If stuff needs to be oversighted, shouldn't it be oversighted, rather than merely deleted? If this is a concern, then maybe it's a sign that we need more oversighters to handle the workload, because we're improperly deleting material that should have been oversighted. Whether this change would be a net gain or loss for transparency, I'm not sure. There are inherent problems with holding oversighters accountability because of the fact that their whole role is to limit transparency -- and transparency is usually a prerequisite to accountability. We see the same problem arising with the United States Foreign Intelligence Surveillance Court.

Currently, people say "It's no big deal that you can't view deleted articles, because sysops will provide copies upon request." If that's the case, then what is the harm of automating the emailing process? So sysops actually exercise much caution or restraint in deciding what requests for emailing deleted articles to grant?

With reference to the schema change -- it might actually be beneficial to email the user more than once, if there are deletions and recreations going on, since that would keep him apprised of what is getting deleted each time. How often does it happen that the same article gets deleted and undeleted, without intervening edits? I could see it happening on, say, RationalWiki, where almost everyone is a sysop. Whether anyone would mind getting all those repetitious emails, I'm not sure.

To be totally thorough about providing all the revisions, we would want to do an auto-export and attach an XML file, but I haven't yet figured out how to do that.

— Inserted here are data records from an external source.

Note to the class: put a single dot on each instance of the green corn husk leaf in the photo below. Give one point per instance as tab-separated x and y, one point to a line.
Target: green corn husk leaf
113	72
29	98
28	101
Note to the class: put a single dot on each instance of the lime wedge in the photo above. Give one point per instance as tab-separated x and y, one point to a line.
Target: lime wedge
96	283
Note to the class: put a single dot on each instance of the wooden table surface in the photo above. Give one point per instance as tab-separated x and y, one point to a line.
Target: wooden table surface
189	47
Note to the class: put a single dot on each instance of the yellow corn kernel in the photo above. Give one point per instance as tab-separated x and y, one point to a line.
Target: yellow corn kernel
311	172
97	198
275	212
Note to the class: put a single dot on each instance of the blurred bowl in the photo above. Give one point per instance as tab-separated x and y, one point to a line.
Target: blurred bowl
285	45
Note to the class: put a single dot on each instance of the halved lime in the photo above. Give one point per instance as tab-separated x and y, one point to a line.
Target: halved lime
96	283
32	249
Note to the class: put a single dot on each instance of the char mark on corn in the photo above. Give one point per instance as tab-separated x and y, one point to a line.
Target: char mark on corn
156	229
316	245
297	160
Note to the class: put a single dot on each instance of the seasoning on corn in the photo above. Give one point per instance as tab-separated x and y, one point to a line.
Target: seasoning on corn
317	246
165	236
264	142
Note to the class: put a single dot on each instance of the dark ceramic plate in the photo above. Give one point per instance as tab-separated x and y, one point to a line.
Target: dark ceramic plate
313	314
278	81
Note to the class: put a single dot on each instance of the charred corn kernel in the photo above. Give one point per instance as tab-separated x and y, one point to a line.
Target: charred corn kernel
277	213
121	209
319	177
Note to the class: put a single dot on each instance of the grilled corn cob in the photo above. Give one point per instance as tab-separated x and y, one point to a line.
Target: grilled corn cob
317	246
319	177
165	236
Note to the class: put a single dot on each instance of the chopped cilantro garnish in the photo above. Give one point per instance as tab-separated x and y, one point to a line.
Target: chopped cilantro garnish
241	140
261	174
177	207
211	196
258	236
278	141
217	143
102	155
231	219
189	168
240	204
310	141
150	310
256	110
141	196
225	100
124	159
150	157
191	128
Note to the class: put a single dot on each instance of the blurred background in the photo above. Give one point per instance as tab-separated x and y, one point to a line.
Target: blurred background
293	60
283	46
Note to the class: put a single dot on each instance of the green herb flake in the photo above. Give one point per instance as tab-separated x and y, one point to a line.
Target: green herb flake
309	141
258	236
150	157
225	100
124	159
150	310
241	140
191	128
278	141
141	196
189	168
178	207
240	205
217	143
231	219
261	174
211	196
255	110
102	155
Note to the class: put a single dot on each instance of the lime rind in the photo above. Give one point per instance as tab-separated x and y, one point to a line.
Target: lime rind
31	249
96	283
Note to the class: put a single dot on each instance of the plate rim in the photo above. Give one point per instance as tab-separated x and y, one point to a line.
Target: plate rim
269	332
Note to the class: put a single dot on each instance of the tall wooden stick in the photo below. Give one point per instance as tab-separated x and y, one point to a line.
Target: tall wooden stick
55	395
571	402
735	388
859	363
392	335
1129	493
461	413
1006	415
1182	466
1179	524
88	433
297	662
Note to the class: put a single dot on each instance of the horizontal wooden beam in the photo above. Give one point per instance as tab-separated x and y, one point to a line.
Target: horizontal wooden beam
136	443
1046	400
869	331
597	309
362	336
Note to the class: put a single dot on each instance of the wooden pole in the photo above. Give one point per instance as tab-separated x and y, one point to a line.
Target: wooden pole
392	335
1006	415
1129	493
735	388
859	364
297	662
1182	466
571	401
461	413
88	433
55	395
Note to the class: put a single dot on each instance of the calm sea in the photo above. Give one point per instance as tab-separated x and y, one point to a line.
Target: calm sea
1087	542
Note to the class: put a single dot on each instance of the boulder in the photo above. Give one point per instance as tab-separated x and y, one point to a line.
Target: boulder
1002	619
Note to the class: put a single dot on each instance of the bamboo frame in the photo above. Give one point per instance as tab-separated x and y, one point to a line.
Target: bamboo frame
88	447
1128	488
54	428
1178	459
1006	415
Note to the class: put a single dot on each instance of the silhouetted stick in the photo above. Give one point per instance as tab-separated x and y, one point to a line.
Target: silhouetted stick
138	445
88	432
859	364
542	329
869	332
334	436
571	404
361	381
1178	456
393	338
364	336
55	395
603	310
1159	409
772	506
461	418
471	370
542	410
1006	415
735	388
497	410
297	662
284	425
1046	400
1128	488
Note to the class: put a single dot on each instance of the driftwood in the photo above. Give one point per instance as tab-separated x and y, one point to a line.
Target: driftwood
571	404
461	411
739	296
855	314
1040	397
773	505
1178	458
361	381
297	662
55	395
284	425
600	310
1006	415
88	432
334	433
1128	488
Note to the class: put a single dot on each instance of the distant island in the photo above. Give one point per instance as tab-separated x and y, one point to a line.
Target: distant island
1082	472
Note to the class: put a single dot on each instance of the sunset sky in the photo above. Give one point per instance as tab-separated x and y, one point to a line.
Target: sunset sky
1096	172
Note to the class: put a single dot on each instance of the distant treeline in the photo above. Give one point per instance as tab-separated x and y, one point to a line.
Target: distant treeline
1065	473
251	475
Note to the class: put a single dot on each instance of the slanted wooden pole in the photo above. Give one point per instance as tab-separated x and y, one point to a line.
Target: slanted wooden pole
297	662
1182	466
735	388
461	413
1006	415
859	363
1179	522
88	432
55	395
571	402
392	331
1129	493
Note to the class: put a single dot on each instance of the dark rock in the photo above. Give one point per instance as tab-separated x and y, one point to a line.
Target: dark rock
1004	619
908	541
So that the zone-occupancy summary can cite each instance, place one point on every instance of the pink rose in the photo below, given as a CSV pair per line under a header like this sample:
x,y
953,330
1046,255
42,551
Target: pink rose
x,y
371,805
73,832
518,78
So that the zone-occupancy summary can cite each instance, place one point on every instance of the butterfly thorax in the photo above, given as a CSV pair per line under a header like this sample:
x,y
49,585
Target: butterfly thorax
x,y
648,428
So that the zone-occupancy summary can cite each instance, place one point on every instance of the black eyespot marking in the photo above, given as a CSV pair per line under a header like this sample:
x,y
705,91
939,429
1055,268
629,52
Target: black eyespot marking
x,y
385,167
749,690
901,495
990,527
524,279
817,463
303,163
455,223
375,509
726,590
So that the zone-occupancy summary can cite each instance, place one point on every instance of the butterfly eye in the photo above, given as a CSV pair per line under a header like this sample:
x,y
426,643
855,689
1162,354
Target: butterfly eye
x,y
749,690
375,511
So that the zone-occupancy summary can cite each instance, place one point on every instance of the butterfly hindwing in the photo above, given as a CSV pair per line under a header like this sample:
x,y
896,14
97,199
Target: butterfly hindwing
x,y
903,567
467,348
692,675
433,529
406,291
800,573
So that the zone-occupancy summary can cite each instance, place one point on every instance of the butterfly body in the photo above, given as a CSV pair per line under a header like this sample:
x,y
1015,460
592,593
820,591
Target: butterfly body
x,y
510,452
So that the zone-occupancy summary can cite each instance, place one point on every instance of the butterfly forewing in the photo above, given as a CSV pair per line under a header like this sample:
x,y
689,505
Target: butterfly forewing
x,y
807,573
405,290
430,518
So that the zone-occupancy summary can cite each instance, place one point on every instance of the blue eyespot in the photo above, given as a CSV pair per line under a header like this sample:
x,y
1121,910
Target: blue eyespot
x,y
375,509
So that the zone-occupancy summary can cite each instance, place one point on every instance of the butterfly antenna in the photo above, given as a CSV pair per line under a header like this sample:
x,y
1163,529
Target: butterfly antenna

By "We" I meant Wikipedians might not want that (I guess I shouldn't use "we" there, as I'm not really a Wikipedian). Usually WMF holds itself to be a service provider with no responsibility for content. Anyways, I suppose that's more a social concern than a technical one and thus hard to judge without asking the people in question.

I don't know about enwikipedia, but in some communities its not uncommon for something to be deleted first, and then oversighted afterwards once an oversighter is found.

To be totally thorough about providing all the revisions, we would want to do
an auto-export and attach an XML file, but I haven't yet figured out how to do
that.

If a page has a lot of revisions, that might represent a performance problem for the server. Also folks might not want to receive multi-megabyte emails containing all the revisions of a page with a 1000 revisions.

If Deletionpedia or a successor site were to make available all the revisions, this would be mostly a moot point. There was going to be a real-time feed (bug 17450) to make it easier to implement such mirroring, but apparently that never happened.

Change 101443 had a related patch set uploaded by leucosticte:
Add preferences checkbox to email text of watched deleted pages

https://gerrit.wikimedia.org/r/101443

TTO lowered the priority of this task from Low to Lowest.
TTO set Security to None.
TTO subscribed.

Does anyone else actually think this should be implemented? I suspect we should just decline this as a personal feature request.

No-one else seems interested in this other than the reporter, who is globally banned by the WMF.